The Intel Edison is an incredibly small and cheap x86 computing platform, and with that comes the obvious applications for robotics and wearable computing. [mz] had another idea: what if the Edison could do work that is usually done by workstations? Would it make economic sense to buy a handful of Edisons over a single quad-core Xeon system?
[mz] thought the Edison would be an ideal platform for fuzz testing, or sending random, automated data at a program or system to figure out if they’ll misbehave in interesting ways. After figuring out where to solder power and ground wires to boot an Edison without a breakout board, [mz] got to work benchmarking his fuzz testing setup.
Comparing the benchmarks of a fuzzing job running on the Edison and a few servers and workstations, calculations of cost-efficiency worked out well for this tiny x86 system on module. For parallelizable tasks, the Edison is about 8x less powerful than a reasonably modern server, but it’s also about 5-8x cheaper than a comparable desktop machine. Although renting a server is by far the more economic solution for getting a lot of computing power easily, there are a few use cases where a cluster of Edisons in your pocket would make sense.
FTA – “I first had to solder the DF40 connector – I’m pretty sure that’s what it feels to be a brain surgeon”
The SEO shills were telling us those plugs would be DIY friendly.
Fuzzing usually requires precision timing to reproduce the exploits.
A low power CPU would essentially be a probabalictic bug generator.
probabilictic
probabilistic <- win
LOL
Well, the plugs are about a dollar apiece, and if you have a toaster oven you don’t want to use for food anymore…
As far as connectors go, Intel could have done much, much worse.

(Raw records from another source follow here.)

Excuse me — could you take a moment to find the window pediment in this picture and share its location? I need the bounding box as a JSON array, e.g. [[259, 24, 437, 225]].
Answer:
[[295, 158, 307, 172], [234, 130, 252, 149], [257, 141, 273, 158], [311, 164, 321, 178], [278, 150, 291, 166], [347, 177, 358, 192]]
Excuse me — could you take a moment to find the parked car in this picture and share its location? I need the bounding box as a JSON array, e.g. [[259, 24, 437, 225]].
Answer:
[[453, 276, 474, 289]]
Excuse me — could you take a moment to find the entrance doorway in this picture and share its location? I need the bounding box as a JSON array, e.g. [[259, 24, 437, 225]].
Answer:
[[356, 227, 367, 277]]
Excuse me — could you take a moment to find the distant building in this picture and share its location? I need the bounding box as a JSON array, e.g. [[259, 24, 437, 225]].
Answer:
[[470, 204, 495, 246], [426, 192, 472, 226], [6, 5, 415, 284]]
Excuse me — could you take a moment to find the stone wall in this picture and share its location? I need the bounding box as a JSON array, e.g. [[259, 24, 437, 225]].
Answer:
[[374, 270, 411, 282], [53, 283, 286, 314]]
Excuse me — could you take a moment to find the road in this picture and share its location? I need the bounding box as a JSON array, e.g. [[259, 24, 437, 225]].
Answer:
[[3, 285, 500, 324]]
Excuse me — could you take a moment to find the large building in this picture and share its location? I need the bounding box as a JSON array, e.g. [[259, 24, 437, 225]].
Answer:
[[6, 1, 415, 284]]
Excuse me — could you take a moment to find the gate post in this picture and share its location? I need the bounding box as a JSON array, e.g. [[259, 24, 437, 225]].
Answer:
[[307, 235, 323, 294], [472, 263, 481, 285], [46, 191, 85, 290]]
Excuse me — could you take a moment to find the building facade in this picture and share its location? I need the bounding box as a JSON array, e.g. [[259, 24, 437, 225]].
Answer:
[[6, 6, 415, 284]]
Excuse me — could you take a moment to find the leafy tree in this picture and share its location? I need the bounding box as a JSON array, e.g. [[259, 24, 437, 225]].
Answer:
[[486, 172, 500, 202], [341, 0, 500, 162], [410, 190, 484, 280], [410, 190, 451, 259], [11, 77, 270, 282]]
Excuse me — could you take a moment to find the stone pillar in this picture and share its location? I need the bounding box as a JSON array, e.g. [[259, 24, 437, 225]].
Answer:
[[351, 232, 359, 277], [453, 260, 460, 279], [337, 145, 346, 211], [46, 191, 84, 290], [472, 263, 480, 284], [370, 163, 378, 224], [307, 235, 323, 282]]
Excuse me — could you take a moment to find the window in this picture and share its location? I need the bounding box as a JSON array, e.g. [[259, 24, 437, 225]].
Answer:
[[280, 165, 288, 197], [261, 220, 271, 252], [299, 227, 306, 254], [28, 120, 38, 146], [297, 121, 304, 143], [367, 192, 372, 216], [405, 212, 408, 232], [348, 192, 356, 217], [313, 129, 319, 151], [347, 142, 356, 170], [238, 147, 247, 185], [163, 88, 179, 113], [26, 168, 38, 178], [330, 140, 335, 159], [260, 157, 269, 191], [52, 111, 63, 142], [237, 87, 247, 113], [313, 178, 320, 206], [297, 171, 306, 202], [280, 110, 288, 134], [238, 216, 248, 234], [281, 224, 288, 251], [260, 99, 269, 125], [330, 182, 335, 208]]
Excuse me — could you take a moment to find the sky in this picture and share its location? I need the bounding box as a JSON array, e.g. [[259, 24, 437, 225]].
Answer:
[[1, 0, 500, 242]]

it would be interesting to see how this compared with the parallella board
http://www.parallella.org/2014/06/03/my-name-is-brian-and-i-build-supercomputers-in-my-spare-time/
Testing workloads aren’t exactly the sort of thing that is tremendously “parallelizable” by the parallella. It’s aimed mostly at large-scale DSP type stuff. Not general purpose branchy code.
Pretty nice, even if it is not as powerful and econimical, who can say to hold that amount of calculation power on the palm of your hand?
Another side not, you have to have something to calculate on this dense box of calculation wizardy…
if you can afford to buy 5 of these why not simply make PCBs for them?
Because a PCB wouldn’t help him make a pretty stack of boards
two words – used laptop
and only if you really need x86, otherwise any ARM quad core board will eat this piece of intel crap
Old Quad core ARM based cell phones are cheap and getting cheaper. You get a free hi-rez LCD screen and BUILT IN UPS!
Cell phones don’t have many easy to use interfaces, though.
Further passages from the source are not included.